Regarding the World Bank’s financial contribution towards dealing with e COVID-19 pandemic, Malpass said that the Washington-based financial institution has programmes in Latin America and the Caribbean.
‘We have health related programes in 24 countries and we will continue expanding that. We have vaccination programmes (and) so far since April of 2020 we have committed US$7.4 billion to the region…and it looks like in our fiscal year 2021, which ends on June 30th, we would have committed US$10 billion to the Latin America and Caribbean region.
“The projects go through the countries, we are talking Mexico and Guatemala, Panama, Brazil, some of the island states such as St. Lucia, Grenada, and Dominica. And in each we are working in different ways based on what the countries wanted and what they need to do to improve the investment climate,,” he added.
Malpass said that it was also important for the region to determine “whether we go into new projects, into the different economy that is going to be post COVID or do we end up stuck in that resolution, challenges that are hard to get through.
“So I think what is needed is for the region to have a tremendous amount of energy in each of the countries and also to inspire globally ways to get through this. So the World Bank will try to do all we can to help. We have been working through the COVID response, but the challenge is huge.”
He said that climate change must also be taken into consideration emphasising also the need to reduce greenhouse emissions.
“One of the important areas of this is in the agricultural sector and the land use sector which end up generating a large percentage of the greenhouse gases that come from Latin America, So it is critical that we work on all of those issues,” he added.
The World Bank estimates that at least 34 million people will enter what it describes as the “new poverty” line and said it was also important for the region to implement measures to reverse poverty.
“We think targeted aid is very important in reversing the poverty levels.
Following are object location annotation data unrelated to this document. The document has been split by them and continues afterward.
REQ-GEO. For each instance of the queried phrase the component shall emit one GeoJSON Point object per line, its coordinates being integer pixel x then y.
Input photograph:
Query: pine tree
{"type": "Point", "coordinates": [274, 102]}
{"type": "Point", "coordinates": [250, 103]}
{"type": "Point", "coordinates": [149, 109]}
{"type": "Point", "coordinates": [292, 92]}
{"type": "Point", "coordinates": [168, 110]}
I have mentioned multiple times the importance of private sector development as a way to create jobs for new entrants, for people at the low end of the income scale.
“The best job creation programmes we know come from small businesses, starting up and hiring workers that might not be hired by big businesses…so that becomes a very important part of getting the poverty reduction goals (and) that’s the mission of the World Bank,” Malpass said.